What the Justice Department has done is tried to find those most egregious cases and filed what we call a statement of interest. But think of it as an amicus brief or a friend of the plaintiff, or defendant in some cases, to show that the federal government has an interest in protecting free speech on these college campuses.

The most recent one that’s certainly been a famous school for doing this is Berkeley. In that case, if you want to bring a speaker to campus, you’re the head of College Republicans, and you want to bring a speaker that they deem might be controversial on campus, well, you can’t have it at certain hours, you can’t have it at certain places.

What that means is, if the school thinks that you have a different viewpoint, they can really shut down your speech based on a hecklers’ veto idea. Which is really terrifying, because what’s the point of college if you can’t explore new ideas and challenge your viewpoint that you came to college with?
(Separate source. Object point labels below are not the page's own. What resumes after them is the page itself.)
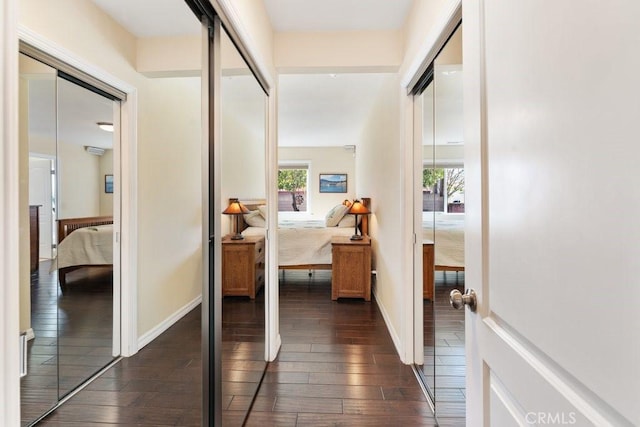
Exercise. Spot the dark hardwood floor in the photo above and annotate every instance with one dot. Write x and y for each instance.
(337, 366)
(450, 364)
(73, 335)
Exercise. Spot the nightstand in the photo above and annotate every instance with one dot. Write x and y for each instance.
(351, 268)
(242, 266)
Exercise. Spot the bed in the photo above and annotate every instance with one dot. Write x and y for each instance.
(83, 242)
(304, 244)
(447, 254)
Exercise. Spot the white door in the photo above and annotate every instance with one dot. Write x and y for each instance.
(552, 118)
(40, 188)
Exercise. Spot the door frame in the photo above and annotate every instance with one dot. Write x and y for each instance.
(125, 208)
(9, 193)
(442, 30)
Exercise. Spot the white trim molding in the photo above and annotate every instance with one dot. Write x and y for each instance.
(128, 175)
(392, 332)
(9, 219)
(155, 332)
(432, 44)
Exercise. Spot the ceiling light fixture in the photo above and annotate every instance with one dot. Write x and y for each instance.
(106, 126)
(96, 151)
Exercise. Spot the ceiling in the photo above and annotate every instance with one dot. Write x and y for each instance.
(154, 18)
(337, 15)
(314, 110)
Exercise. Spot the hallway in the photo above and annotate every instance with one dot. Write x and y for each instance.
(337, 366)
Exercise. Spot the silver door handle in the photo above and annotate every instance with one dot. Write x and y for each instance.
(458, 300)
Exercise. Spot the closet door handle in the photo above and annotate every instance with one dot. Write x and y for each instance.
(459, 300)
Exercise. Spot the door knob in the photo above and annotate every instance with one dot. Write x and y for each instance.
(458, 300)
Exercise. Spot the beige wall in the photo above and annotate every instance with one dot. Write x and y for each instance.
(168, 146)
(379, 165)
(78, 182)
(344, 51)
(106, 168)
(169, 205)
(324, 160)
(24, 245)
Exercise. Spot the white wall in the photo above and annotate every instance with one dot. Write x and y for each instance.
(324, 160)
(168, 147)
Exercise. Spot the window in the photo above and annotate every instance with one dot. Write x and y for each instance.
(292, 188)
(443, 187)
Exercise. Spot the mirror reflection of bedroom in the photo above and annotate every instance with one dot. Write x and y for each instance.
(67, 208)
(442, 218)
(243, 177)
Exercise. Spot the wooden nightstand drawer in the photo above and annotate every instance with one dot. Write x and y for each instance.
(351, 268)
(242, 266)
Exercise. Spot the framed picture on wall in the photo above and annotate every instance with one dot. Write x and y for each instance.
(108, 183)
(333, 182)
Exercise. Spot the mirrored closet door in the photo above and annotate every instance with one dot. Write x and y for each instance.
(440, 221)
(68, 296)
(243, 177)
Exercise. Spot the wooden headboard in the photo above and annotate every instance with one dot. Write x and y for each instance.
(252, 205)
(68, 225)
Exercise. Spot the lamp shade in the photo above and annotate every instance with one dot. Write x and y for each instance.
(358, 208)
(235, 208)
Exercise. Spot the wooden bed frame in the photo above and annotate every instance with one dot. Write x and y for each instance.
(67, 226)
(429, 268)
(253, 205)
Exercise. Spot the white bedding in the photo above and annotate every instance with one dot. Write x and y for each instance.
(303, 242)
(86, 246)
(449, 238)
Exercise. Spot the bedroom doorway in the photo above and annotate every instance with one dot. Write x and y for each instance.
(69, 289)
(439, 223)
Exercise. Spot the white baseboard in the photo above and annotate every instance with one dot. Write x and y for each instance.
(167, 323)
(394, 335)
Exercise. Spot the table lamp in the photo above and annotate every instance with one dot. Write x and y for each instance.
(236, 208)
(357, 208)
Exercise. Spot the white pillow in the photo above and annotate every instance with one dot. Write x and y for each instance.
(335, 215)
(263, 211)
(254, 219)
(348, 221)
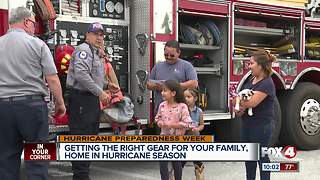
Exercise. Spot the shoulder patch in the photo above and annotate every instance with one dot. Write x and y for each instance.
(82, 54)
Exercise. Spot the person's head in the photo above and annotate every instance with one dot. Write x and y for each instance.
(22, 18)
(95, 34)
(171, 51)
(261, 63)
(172, 91)
(191, 96)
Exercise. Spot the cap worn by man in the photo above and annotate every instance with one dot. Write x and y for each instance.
(94, 27)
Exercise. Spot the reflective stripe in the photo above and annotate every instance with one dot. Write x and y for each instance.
(4, 4)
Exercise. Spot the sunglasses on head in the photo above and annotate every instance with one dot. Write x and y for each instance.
(169, 55)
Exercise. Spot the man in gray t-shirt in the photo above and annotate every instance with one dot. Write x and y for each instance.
(26, 62)
(171, 69)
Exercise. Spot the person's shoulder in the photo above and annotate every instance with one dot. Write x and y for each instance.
(83, 47)
(82, 51)
(162, 104)
(185, 63)
(268, 81)
(183, 105)
(199, 109)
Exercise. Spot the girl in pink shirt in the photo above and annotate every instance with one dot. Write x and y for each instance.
(173, 118)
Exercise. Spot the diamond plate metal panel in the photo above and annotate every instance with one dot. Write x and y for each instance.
(139, 23)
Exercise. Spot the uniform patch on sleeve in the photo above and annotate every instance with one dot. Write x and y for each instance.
(82, 54)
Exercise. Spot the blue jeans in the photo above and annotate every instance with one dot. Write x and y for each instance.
(24, 120)
(84, 113)
(177, 168)
(260, 134)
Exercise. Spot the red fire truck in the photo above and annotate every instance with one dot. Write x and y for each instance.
(216, 36)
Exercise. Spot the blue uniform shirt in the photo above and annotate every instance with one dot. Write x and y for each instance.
(195, 115)
(263, 113)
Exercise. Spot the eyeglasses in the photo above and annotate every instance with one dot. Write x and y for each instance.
(169, 55)
(33, 22)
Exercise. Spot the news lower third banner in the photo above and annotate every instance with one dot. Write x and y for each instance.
(140, 148)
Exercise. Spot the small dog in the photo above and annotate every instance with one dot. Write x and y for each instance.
(245, 94)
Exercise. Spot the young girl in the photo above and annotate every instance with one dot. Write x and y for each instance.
(173, 118)
(191, 97)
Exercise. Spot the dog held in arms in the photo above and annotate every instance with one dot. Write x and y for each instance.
(245, 94)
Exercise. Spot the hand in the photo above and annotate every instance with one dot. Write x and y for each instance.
(60, 109)
(105, 98)
(158, 86)
(239, 112)
(195, 129)
(113, 87)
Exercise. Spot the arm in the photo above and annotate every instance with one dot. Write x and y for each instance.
(185, 121)
(153, 86)
(256, 99)
(189, 84)
(55, 87)
(158, 118)
(191, 76)
(201, 123)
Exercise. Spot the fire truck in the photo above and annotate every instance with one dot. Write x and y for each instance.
(216, 36)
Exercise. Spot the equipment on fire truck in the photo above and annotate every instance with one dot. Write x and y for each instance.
(142, 41)
(142, 78)
(62, 58)
(199, 59)
(203, 96)
(121, 112)
(191, 35)
(204, 32)
(71, 7)
(313, 8)
(45, 9)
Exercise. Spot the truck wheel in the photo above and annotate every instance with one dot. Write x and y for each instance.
(301, 117)
(276, 124)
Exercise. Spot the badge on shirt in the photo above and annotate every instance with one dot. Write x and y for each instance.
(83, 55)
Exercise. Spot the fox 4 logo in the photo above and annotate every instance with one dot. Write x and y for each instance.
(288, 152)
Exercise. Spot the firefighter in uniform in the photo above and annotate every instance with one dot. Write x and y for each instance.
(86, 81)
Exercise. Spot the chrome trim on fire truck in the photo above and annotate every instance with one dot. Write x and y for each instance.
(203, 14)
(249, 73)
(243, 80)
(294, 83)
(209, 116)
(280, 78)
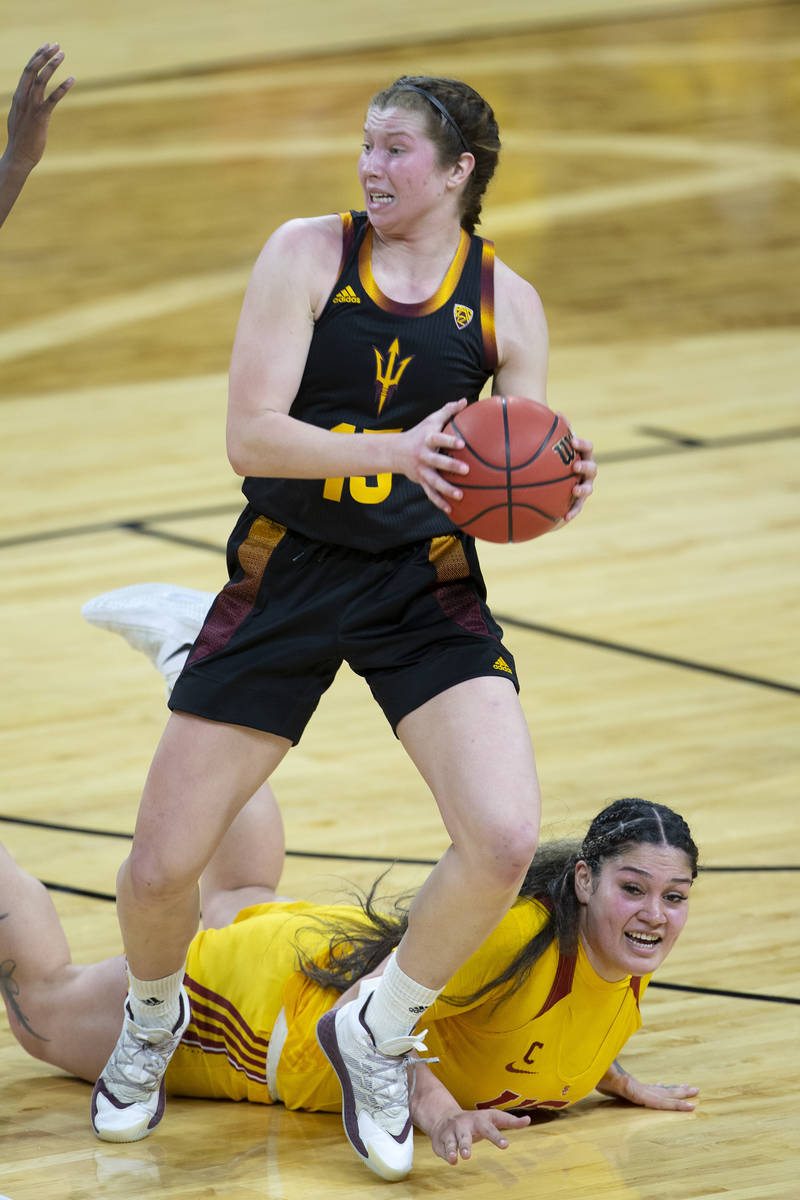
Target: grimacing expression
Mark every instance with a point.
(398, 168)
(633, 910)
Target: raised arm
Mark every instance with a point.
(617, 1081)
(287, 292)
(523, 351)
(28, 123)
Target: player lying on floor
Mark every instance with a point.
(535, 1018)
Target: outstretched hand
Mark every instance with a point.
(453, 1135)
(30, 109)
(585, 467)
(649, 1096)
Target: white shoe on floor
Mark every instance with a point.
(374, 1089)
(128, 1098)
(158, 619)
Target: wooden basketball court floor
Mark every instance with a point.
(650, 189)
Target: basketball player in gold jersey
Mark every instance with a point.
(29, 119)
(360, 336)
(535, 1019)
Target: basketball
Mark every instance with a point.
(519, 455)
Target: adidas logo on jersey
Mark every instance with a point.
(347, 295)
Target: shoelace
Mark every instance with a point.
(145, 1061)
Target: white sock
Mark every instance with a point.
(155, 1003)
(397, 1003)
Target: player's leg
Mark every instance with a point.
(473, 747)
(247, 865)
(160, 619)
(60, 1013)
(202, 775)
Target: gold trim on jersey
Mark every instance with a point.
(487, 305)
(439, 298)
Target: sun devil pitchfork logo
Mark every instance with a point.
(564, 449)
(388, 375)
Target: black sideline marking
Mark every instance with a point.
(725, 991)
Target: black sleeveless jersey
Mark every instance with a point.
(376, 365)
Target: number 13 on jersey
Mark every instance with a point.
(361, 491)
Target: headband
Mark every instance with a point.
(441, 109)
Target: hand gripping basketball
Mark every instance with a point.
(521, 479)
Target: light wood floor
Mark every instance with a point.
(650, 187)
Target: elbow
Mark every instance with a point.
(238, 457)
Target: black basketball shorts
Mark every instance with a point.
(411, 621)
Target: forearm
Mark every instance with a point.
(431, 1101)
(12, 180)
(274, 444)
(614, 1081)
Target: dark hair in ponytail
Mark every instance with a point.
(457, 119)
(356, 949)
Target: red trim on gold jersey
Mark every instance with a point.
(487, 305)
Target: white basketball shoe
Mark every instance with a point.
(158, 619)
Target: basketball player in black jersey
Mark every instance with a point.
(360, 336)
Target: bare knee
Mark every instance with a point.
(31, 1024)
(501, 852)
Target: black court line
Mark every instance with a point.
(59, 827)
(671, 660)
(519, 29)
(655, 983)
(725, 991)
(136, 525)
(669, 442)
(78, 892)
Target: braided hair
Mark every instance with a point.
(356, 949)
(457, 120)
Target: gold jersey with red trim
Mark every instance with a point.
(546, 1045)
(378, 366)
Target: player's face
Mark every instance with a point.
(398, 171)
(632, 913)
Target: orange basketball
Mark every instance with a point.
(521, 480)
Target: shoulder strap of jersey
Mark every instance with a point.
(487, 304)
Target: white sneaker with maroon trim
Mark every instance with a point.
(160, 619)
(374, 1089)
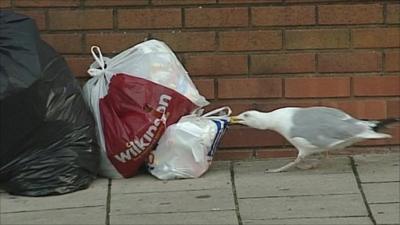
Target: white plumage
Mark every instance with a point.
(312, 130)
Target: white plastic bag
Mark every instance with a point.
(134, 96)
(186, 149)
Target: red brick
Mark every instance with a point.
(267, 107)
(38, 15)
(79, 65)
(282, 63)
(188, 41)
(47, 3)
(180, 2)
(5, 3)
(283, 15)
(250, 40)
(362, 61)
(247, 1)
(113, 42)
(205, 87)
(275, 153)
(149, 18)
(317, 39)
(250, 88)
(350, 14)
(248, 137)
(395, 140)
(376, 86)
(299, 1)
(361, 109)
(392, 60)
(376, 37)
(224, 154)
(393, 108)
(216, 17)
(236, 107)
(393, 13)
(80, 19)
(317, 87)
(216, 64)
(64, 43)
(115, 2)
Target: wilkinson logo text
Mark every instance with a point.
(140, 144)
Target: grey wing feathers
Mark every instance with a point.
(322, 126)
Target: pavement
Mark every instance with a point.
(360, 189)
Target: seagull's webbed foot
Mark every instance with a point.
(309, 164)
(285, 167)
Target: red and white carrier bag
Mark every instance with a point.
(134, 96)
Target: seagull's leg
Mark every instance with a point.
(287, 166)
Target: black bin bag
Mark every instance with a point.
(47, 135)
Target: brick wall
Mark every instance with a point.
(261, 54)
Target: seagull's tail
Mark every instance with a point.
(380, 124)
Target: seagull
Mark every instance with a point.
(313, 129)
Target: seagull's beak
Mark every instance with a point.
(235, 120)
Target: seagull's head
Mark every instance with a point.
(250, 118)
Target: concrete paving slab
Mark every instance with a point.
(302, 207)
(84, 215)
(218, 176)
(386, 213)
(95, 195)
(287, 184)
(382, 192)
(331, 165)
(173, 201)
(216, 217)
(313, 221)
(378, 167)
So, we feel pretty strongly about it. We filed in at least three of these cases. In another one, a student was handing out the U.S. Constitution and the school said he didn’t have a permit to do that, so he can’t hand out the Constitution.

Harkness: Now, are these all public schools that you’re engaging in? Are you engaging with private schools on this issue?

Flores: We have filed in public school cases, but obviously private schools accept a lot of federal dollars as well. I don’t think you’ve seen the end of this issue for public or private schools.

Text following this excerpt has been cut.